Я также нашел притягательным тот факт, что теперь она как будто стала ниже ростом – это был уже не тот шестифутовый дьявол, набросившийся на меня в ванной и яростно угрожавший расправой, пока Гоблин ни закидал его осколками.
«Кстати о Гоблине, – сказала она самым любезным тоном, – я знаю, этот демон сейчас не с тобой. Какая потеря. Ты ждешь, что он скоро вернется и предложит тебе свою любовь как преданный пес, или думаешь, что он пропал навсегда?»

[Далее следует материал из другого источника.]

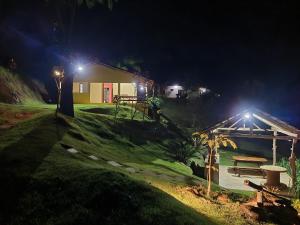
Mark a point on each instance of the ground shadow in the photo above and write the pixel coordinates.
(19, 160)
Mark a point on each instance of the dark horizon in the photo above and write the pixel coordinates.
(247, 52)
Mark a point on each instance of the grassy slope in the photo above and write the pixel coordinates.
(48, 185)
(14, 90)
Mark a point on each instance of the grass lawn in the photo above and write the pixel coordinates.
(43, 183)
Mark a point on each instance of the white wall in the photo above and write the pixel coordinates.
(172, 91)
(128, 89)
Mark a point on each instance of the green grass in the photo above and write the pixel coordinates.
(17, 89)
(42, 183)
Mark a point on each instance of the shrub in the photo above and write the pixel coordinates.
(284, 162)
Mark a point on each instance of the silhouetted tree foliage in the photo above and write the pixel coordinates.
(64, 14)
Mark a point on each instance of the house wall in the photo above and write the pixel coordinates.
(81, 98)
(96, 92)
(116, 89)
(123, 83)
(172, 91)
(128, 89)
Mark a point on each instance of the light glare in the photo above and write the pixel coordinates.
(247, 116)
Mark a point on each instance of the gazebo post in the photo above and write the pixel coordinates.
(274, 147)
(292, 162)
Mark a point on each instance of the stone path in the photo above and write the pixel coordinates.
(232, 181)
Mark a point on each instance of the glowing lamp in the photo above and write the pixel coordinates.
(247, 116)
(57, 73)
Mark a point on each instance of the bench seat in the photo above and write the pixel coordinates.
(239, 169)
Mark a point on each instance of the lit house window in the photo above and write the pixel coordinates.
(83, 88)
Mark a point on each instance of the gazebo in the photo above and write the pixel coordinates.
(255, 123)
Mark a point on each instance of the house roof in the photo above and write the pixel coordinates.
(105, 73)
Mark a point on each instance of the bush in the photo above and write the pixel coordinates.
(284, 162)
(184, 152)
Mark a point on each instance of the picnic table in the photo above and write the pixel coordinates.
(249, 159)
(273, 174)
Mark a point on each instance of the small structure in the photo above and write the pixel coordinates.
(173, 91)
(99, 83)
(257, 124)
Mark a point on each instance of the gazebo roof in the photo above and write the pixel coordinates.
(254, 123)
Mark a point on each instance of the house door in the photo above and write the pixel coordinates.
(107, 92)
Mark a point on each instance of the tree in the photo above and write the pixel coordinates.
(213, 142)
(65, 14)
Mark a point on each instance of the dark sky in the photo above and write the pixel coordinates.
(242, 49)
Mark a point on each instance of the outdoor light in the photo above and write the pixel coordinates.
(79, 68)
(58, 74)
(247, 115)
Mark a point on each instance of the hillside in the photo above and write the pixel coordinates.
(95, 170)
(14, 89)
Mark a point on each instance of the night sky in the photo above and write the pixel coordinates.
(249, 51)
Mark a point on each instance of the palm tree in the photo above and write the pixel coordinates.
(213, 142)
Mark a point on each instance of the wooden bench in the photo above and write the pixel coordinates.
(239, 169)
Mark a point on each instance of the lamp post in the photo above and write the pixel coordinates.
(58, 74)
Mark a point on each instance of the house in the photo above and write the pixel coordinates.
(99, 83)
(173, 91)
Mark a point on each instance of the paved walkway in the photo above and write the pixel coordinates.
(232, 181)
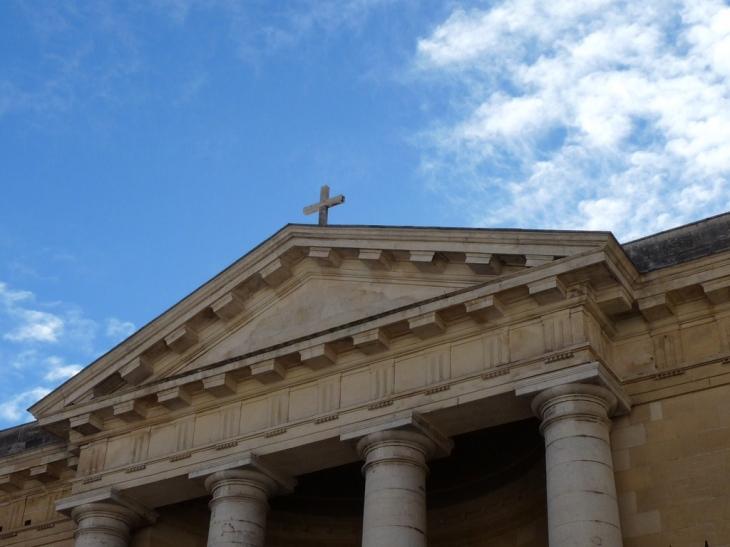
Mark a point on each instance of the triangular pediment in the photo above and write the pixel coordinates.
(309, 280)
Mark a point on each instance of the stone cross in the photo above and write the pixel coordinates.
(325, 202)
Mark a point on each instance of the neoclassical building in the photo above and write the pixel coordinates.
(403, 387)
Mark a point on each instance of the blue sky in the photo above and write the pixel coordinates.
(145, 146)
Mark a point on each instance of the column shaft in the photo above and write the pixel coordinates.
(581, 491)
(395, 488)
(239, 508)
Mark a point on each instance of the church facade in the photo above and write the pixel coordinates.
(409, 387)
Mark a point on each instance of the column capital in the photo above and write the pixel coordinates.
(571, 401)
(404, 427)
(105, 517)
(108, 497)
(244, 467)
(588, 375)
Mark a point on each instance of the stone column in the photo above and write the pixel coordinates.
(395, 487)
(581, 492)
(104, 524)
(239, 507)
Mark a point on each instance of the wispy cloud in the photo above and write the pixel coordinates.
(59, 370)
(44, 343)
(13, 409)
(596, 115)
(119, 330)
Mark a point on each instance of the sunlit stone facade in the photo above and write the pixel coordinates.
(403, 387)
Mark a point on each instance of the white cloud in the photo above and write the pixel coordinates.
(13, 409)
(36, 326)
(59, 370)
(585, 114)
(119, 330)
(10, 297)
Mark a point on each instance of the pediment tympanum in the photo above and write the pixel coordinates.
(309, 279)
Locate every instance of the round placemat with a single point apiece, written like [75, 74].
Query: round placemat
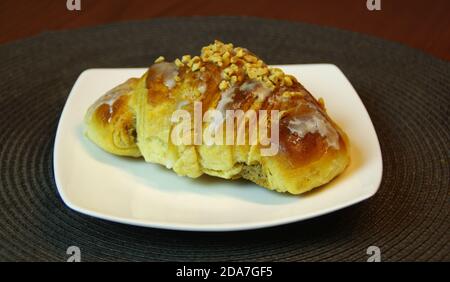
[406, 92]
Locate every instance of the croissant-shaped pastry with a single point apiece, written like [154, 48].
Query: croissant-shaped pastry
[302, 149]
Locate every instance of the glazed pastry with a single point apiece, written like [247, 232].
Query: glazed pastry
[137, 119]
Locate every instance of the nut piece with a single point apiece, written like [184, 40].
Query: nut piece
[178, 63]
[160, 59]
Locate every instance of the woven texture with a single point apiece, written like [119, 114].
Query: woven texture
[406, 92]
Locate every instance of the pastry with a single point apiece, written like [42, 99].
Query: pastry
[294, 150]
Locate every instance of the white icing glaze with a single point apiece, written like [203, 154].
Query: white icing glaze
[182, 104]
[315, 123]
[168, 72]
[226, 98]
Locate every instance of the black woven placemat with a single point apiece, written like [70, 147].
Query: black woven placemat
[406, 92]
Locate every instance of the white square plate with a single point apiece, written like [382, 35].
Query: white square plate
[131, 191]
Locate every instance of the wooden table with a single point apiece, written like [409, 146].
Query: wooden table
[418, 23]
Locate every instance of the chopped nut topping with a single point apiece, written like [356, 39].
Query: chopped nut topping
[237, 64]
[178, 63]
[224, 85]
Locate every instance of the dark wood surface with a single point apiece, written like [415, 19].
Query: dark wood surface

«Ты меня поражаешь, – признался я, – как это можно таким милым голоском произносить такие зловещие слова. Я не знаю, навсегда я его потерял или нет. Возможно, что и навсегда. Он мог найти себе другую душу, с которой у него больше общего. Я отдал ему восемнадцать лет своей жизни. Затем нас разъединило расстояние. Я больше не претендую на то, что понимаю его природу».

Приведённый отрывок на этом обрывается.